Wednesday, 15 January 2020: 3:00 PM
157C (Boston Convention and Exhibition Center)
David W. Gallaher, Univ. of Colorado, Boulder, CO; and R. McAllister, C. Pankratz, J. Craft, G. Grant, and K. Schaefer

There are massive changes on the horizon that will challenge FAIR principles. These changes include changes in how, when, and for how much data is made available. With the advent of New Space there are now commercial interests collecting high value data from space without government funding. In the next few years, the vast majority of Earth observing satellites with be owned and controlled privately. These factors, along with recent advances in Machine Learning, Artificial Intelligence, and Data Mining have laid bare the need for change in how data is accessed and made available. The challenge of the commercial cloud and its associated costs have driven many organizations to realize that the concept of free data and processing is not sustainable. Any sustainable solution for providing FAIR data must include a realization that data has value, and that this value must be distributed to those involved in producing it. In other words, perhaps we should consider the acronym of “FAIRS” that adds the term “Sustainable” as none of the other FAIR objectives can be met if the data and the platform for the data cannot be maintained in the long run.

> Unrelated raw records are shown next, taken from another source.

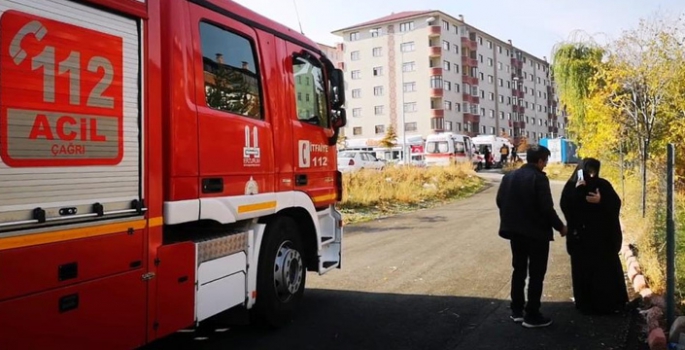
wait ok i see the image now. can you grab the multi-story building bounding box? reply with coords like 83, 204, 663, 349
332, 11, 565, 152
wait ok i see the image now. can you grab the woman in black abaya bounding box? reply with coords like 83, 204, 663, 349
560, 158, 629, 314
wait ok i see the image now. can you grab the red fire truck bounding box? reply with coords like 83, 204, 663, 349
0, 0, 347, 349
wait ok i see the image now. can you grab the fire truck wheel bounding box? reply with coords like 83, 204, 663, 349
253, 216, 306, 328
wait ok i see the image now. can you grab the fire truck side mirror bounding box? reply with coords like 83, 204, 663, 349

As a critical component of a solution, we present the International Center for Earth Data (ICED), a cloud-based data marketplace that produces and disseminates low-latency Analysis-Ready Data (ARD) from heterogeneous Earth data sources. It is a market-sustainable platform, meaning that it addresses the problem of value distribution by having the data producers retain their ownership of that data, selling it through ICED. Recognizing that there is a time-value to Earth data, ICED allows free access to Earth datasets by researchers after the commercial value of the data has “aged,” usually after a month or so. We believe that this is the proper way to fund data development and the systems to distribute that data while at the same time satisfying the needs of scientists in the research community.